Марк до войны тоже кончил строительный институт, работал архитектором. С юности он не блистал здоровьем, болел костным туберкулезом, и поэтому его в армию не взяли. В эвакуации Шульгины оказались в Сибири, в Новосибирске. В этом же городе жил брат Раисы, Александр, со своей женой, тоже Раисой, Раисой Федоровной. Дядя Саша был главным инженером крупного треста, пользовался благами номенклатурного работника, но Шульгины старались пореже встречаться с Либерманами, чтобы те даже не заподозрили их в каком-то корыстном интересе. Марк занимался всем, чем мог, чтобы заработать деньги на пропитание. В том числе в Новосибирске он работал настоящим сапожником, не только ремонтировал, но и шил обувь. По возвращению в Ростов Марк стал заниматься художественным промыслом: на больших листах бумаги он рисовал примитивные картины на сюжеты русских сказок и, как ни странно, это дело у него пошло неплохо. Настолько неплохо, что он с трудом оторвался от денежного промысла, прежде чем, по усиленному настоянию матери и сестры, начал работать по специальности в каком-то железнодорожном проектном институте. По его проектам на станциях Северокавказской железной дороги было построено несколько зданий и специализированных сооружений. Его очень ценили, хвалили, но уволили день в день, когда ему исполнилось шестьдесят лет.
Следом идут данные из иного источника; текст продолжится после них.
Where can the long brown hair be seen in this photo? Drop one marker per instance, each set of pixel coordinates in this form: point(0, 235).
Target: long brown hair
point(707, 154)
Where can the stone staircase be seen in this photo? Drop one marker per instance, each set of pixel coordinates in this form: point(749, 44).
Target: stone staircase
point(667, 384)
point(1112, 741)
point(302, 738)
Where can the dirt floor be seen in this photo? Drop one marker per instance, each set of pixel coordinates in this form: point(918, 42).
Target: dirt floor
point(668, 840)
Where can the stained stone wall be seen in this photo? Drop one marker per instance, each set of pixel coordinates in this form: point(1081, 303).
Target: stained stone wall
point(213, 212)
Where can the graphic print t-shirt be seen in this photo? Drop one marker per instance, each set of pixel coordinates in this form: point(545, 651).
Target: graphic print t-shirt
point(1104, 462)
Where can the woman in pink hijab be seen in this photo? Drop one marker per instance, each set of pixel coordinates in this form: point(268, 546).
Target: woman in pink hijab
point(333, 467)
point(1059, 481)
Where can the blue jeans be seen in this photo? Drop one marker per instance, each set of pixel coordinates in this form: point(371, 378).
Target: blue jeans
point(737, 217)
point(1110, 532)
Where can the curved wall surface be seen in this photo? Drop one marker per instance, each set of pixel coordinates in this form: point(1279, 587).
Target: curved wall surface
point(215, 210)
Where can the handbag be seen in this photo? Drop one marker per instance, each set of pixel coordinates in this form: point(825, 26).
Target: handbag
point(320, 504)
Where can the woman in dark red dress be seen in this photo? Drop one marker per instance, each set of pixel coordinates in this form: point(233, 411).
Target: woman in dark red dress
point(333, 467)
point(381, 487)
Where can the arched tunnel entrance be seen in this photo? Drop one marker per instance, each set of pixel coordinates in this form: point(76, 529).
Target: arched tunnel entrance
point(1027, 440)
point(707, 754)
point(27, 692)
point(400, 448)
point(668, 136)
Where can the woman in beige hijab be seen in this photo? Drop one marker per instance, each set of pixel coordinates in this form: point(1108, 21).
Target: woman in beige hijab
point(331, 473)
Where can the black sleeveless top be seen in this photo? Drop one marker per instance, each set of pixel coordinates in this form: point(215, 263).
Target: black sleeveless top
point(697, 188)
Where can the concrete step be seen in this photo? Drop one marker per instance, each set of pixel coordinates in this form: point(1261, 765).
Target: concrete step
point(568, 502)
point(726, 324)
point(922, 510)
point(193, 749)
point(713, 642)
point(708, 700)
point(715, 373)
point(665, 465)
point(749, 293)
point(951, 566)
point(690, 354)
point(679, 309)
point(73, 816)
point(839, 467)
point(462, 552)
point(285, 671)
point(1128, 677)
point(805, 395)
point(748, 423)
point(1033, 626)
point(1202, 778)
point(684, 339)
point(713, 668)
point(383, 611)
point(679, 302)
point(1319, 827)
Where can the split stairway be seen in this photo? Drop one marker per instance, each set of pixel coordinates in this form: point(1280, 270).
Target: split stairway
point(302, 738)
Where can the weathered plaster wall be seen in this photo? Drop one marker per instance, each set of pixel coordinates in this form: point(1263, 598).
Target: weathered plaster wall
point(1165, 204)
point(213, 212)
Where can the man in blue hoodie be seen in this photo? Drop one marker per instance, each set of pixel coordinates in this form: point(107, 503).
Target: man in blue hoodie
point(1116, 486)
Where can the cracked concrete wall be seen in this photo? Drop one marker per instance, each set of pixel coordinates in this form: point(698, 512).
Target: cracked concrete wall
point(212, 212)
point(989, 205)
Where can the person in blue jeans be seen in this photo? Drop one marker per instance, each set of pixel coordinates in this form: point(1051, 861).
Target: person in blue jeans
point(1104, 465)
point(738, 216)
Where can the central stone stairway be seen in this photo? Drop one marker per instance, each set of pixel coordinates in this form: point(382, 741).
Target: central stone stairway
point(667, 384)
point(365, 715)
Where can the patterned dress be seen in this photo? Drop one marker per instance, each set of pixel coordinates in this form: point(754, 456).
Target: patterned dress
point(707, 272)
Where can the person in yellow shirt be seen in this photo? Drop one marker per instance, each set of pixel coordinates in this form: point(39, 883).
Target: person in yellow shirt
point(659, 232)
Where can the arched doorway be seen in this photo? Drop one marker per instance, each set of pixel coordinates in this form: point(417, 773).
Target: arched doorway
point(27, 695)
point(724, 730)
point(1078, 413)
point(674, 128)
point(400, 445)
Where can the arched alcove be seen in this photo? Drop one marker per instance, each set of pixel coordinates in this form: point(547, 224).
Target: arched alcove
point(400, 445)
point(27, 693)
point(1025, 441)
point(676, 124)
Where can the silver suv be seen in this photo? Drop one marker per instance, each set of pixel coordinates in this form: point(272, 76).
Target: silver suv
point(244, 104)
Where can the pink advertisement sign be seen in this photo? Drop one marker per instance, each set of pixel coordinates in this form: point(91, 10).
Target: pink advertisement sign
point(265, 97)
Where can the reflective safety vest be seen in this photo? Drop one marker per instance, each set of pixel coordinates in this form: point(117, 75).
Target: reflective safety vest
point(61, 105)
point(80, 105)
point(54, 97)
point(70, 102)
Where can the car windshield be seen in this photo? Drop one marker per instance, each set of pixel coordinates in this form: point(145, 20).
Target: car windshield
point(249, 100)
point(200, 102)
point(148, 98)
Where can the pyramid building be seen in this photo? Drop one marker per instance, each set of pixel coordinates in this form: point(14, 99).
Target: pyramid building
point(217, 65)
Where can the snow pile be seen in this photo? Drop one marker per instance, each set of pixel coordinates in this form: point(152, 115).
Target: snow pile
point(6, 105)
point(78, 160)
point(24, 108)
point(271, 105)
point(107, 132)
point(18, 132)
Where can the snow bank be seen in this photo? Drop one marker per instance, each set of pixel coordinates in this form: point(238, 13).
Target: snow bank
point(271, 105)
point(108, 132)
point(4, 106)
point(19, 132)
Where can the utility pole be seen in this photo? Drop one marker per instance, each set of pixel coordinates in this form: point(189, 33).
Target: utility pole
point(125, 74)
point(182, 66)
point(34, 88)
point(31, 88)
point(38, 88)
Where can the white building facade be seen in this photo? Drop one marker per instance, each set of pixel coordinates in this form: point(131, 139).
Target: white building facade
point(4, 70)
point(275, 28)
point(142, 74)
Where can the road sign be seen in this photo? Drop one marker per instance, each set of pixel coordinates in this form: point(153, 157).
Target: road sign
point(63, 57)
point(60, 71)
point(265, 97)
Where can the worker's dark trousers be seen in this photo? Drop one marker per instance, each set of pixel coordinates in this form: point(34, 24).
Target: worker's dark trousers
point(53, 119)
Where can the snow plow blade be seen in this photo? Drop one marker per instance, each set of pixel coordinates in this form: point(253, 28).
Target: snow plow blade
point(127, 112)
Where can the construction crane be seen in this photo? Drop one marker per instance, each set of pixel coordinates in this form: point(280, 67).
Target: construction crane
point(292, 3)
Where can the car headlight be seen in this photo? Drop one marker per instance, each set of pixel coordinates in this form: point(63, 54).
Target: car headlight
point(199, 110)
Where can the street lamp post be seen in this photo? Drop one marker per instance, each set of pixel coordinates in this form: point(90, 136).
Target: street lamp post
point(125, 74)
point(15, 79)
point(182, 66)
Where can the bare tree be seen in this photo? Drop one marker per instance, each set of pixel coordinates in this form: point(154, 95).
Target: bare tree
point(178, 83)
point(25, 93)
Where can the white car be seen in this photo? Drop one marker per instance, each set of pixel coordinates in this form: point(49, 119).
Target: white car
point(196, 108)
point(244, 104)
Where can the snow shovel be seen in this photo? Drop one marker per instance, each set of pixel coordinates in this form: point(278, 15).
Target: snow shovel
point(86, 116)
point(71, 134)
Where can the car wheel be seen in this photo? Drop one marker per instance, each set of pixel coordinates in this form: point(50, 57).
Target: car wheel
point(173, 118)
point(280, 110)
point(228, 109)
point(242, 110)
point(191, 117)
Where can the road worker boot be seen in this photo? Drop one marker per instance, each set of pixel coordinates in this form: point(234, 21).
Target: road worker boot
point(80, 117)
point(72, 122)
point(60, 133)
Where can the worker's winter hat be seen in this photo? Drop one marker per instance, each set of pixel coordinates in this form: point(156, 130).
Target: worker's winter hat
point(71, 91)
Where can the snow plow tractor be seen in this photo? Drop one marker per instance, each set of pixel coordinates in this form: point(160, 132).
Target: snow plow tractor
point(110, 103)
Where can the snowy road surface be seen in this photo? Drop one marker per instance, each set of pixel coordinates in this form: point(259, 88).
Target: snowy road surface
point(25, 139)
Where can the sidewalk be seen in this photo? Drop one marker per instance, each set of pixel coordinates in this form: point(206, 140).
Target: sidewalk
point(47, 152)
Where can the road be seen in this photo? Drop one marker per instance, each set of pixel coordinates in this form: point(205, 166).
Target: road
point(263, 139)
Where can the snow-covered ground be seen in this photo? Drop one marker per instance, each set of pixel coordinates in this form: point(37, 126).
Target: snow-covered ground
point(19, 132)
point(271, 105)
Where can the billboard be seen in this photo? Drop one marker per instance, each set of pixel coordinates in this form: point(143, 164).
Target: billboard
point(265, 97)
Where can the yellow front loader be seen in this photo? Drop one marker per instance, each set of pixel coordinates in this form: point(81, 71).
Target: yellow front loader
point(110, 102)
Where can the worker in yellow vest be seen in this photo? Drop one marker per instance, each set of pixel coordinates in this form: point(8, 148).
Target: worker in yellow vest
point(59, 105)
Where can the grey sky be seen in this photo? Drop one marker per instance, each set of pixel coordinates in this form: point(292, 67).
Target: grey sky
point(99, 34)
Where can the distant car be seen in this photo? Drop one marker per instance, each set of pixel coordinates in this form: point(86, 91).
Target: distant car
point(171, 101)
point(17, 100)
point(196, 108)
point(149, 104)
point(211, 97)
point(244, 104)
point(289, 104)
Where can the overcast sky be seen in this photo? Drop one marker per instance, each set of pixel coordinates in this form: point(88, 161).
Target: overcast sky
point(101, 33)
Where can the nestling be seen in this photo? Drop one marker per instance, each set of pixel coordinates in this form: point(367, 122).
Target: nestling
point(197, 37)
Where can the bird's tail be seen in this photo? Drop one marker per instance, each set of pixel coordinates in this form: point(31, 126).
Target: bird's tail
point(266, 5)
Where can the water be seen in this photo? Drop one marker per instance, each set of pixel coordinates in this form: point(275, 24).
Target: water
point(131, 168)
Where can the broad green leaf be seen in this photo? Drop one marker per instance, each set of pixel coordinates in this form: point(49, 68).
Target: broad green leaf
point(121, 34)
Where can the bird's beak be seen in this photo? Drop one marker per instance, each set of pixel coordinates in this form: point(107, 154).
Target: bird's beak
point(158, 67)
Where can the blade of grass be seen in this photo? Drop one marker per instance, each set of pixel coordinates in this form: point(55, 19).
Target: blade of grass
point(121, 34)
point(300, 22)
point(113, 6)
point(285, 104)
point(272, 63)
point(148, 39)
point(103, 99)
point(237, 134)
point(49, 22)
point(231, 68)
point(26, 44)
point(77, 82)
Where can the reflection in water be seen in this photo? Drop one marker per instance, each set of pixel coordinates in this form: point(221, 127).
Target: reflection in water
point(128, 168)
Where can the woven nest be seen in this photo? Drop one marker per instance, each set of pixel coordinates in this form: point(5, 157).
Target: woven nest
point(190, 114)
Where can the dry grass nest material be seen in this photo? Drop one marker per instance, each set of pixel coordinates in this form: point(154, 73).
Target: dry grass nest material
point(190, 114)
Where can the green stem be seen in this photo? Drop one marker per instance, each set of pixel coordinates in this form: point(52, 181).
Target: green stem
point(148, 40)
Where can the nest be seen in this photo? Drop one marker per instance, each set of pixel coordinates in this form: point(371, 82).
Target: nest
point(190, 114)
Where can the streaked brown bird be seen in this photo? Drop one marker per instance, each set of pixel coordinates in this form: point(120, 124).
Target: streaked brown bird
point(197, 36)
Он выступил на профсоюзном собрании в защиту какого-то сотрудника, неугодного начальству, и этого оказалось достаточным. И после этого на протяжении более чем двадцати пяти лет, до самой смерти, он нигде не работал.
Он всегда старался помогать людям и советом, и делами (в частности, он помог родителям Нонны, когда они переезжали из Ростова в Ленинград; он помог моей сестре, Инне, и ее мужу, Лане, при продаже их дома; он помог Инне и маме, когда они уезжали из Ростова; он помогал своим племянницам в их имущественном споре друг с другом, чем вызвал ненависть к себе их обеих). Много времени он уделял освоению еще одного художественного промысла – изготовлению шкатулок. Причем до всего доходил он сам: разрабатывал технологию изготовления коробок, нанесение многослойных лаковых покрытий и т. д. И у него получалось. Но на этот раз без какой-либо коммерческой выгоды.